Going over the code, we have defined a coroutine with parameter fileobj, here
fileobj is the file object. we are reading from the fileobj file object. Each section of the
INI file is used as a Record, with the name of the section used as key for that Record.
Each section consists of key value pairs stored as a dict. We’re going to treat
this data as the feature data for each Record. To do so we pass the data as
the value for the features
key under the data
keyword argument when
creating a new Record.
Add dump method¶
dffml_source_ini/misc.py
async def dump_fd(self, fileobj):
# Create an instance of configparser
parser = ConfigParser()
# Go over each section and record in mem
for section, record in self.mem.items():
# Get each section data as a dict
section_data = record.features()
if section not in parser.keys():
# If section does not exist add new section
parser.add_section(section)
# Set section data
parser[section] = section_data
# Write to the fileobject
parser.write(fileobj)
self.logger.debug("%r saved %d sections", self, len(self.mem))
This method will be used to dump the data to the file. We will read data from memory (self.mem) and save that data in file object (fileobj).
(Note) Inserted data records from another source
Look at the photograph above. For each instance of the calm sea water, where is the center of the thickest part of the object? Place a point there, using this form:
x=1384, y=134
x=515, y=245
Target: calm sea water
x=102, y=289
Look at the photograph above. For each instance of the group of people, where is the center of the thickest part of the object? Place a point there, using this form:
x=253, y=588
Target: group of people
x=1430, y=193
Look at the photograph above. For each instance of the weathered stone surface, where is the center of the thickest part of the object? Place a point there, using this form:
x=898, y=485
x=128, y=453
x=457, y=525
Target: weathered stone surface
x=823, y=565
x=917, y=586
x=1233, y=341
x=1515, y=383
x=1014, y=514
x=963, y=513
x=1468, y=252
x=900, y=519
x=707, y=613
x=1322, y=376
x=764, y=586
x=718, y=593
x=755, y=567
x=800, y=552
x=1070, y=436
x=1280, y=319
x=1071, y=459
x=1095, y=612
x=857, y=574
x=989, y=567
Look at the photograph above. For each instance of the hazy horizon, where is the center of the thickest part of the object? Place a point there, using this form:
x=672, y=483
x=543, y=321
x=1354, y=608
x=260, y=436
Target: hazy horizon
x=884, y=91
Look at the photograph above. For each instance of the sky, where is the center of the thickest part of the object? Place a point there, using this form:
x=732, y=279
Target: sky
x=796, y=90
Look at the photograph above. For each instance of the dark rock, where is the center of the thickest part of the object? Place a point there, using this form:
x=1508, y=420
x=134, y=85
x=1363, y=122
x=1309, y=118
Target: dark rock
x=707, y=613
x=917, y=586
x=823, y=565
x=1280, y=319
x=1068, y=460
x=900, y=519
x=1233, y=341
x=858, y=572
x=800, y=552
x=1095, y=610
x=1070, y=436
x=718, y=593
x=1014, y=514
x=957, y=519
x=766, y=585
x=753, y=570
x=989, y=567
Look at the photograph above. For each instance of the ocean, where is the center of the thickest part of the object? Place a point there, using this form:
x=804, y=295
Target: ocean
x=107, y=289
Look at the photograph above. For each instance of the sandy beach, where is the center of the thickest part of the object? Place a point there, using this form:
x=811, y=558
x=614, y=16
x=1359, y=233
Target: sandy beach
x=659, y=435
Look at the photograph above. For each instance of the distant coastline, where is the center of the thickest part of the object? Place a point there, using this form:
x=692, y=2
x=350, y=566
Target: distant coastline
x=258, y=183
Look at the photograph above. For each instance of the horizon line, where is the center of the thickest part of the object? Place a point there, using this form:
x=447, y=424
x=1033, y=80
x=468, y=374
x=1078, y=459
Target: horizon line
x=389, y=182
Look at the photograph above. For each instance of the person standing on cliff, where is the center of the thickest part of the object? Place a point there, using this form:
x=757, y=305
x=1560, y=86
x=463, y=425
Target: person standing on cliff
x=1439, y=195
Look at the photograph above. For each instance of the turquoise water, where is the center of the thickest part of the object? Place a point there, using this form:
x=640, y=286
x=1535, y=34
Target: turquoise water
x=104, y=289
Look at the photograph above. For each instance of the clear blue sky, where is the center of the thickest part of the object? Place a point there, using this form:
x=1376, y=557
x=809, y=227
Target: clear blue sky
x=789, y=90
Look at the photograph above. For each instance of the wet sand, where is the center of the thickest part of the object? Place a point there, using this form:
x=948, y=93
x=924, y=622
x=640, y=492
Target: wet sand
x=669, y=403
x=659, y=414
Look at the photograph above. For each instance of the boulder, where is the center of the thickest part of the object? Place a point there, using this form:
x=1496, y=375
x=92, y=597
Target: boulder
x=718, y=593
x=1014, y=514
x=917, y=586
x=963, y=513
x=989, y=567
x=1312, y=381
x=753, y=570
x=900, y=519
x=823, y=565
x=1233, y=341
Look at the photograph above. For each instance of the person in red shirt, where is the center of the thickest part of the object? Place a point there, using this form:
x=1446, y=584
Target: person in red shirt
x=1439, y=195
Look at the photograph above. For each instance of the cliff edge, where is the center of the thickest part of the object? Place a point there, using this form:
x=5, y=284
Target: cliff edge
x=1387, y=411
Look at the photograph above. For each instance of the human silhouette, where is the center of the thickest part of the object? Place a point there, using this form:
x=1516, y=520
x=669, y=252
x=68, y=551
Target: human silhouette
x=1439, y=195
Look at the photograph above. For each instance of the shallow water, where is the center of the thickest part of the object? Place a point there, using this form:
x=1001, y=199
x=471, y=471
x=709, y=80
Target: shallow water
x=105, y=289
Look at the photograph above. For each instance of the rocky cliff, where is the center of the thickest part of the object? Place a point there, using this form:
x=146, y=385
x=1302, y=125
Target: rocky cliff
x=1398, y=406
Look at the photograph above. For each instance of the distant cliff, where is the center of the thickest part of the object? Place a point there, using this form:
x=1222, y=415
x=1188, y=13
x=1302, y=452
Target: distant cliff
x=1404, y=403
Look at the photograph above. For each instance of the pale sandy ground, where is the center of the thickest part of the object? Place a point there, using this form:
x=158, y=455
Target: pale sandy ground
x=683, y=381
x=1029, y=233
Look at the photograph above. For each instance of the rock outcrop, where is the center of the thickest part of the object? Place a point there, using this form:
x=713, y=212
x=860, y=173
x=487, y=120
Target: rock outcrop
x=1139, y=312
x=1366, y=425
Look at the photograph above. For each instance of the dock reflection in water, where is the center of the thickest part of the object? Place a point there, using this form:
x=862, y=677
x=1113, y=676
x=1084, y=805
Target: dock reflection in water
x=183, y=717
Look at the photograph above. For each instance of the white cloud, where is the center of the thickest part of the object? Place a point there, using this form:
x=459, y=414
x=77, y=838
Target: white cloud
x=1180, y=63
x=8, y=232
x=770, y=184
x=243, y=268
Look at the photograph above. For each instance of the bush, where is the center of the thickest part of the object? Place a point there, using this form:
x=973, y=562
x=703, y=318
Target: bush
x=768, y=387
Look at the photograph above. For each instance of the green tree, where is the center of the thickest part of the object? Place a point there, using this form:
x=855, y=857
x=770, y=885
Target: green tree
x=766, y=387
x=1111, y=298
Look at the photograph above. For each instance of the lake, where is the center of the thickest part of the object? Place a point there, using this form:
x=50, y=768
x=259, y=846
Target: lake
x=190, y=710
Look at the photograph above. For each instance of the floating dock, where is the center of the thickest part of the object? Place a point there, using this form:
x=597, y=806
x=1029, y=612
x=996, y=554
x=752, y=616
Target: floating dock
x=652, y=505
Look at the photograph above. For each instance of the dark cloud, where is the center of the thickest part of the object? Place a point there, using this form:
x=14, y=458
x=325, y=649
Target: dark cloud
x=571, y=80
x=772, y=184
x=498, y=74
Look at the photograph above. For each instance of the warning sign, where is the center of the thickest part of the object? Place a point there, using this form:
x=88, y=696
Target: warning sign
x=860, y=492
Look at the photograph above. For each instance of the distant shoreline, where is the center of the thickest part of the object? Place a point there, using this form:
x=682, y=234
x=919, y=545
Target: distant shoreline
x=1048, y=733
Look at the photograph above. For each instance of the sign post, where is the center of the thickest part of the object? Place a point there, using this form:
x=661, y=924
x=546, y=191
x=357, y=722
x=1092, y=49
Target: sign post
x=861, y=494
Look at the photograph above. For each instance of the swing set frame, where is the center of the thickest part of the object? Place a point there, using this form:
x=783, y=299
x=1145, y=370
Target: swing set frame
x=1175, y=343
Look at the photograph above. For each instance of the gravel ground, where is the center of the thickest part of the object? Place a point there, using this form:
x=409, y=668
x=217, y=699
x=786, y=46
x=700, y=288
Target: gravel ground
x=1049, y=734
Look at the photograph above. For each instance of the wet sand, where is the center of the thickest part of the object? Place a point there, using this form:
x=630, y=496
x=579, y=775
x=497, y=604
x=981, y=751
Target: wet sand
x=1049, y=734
Going over the code, we have defined a coroutine with parameter fileobj, here fileobj is the file object. We are going over each section name and its corresponding Record. We are reading all the data from the memory (self.mem) and writing that data to our file object (fileobj). Hence dumping all our data into file.
Add Tests¶
tests/test_source.py
import os
from tempfile import TemporaryDirectory
from dffml import Record, load, save, AsyncTestCase
from dffml_source_ini.misc import INISource
Before writing the test we need to import some modules which we will be using. We need
to import the source file which we created earlier. We need to import save
and
load
from high_level. save method will be used to save the records to the source and
load will be used to yield records from a source. AsyncTestCase will be used to run our
test methods as coroutines in default event loop.
tests/test_source.py
class TestINISource(AsyncTestCase):
async def test_ini(self):
with TemporaryDirectory() as testdir:
self.testfile = os.path.join(testdir, "testfile.ini")
# Create a source
source = INISource(
filename=self.testfile, allowempty=True, readwrite=True
)
# Save some data in the source
await save(
source,
Record("section1", data={"features": {"A": 1, "B": 2}}),
Record("section2", data={"features": {"C": 3, "D": 4}}),
)
# Load all the records
records = [record async for record in load(source)]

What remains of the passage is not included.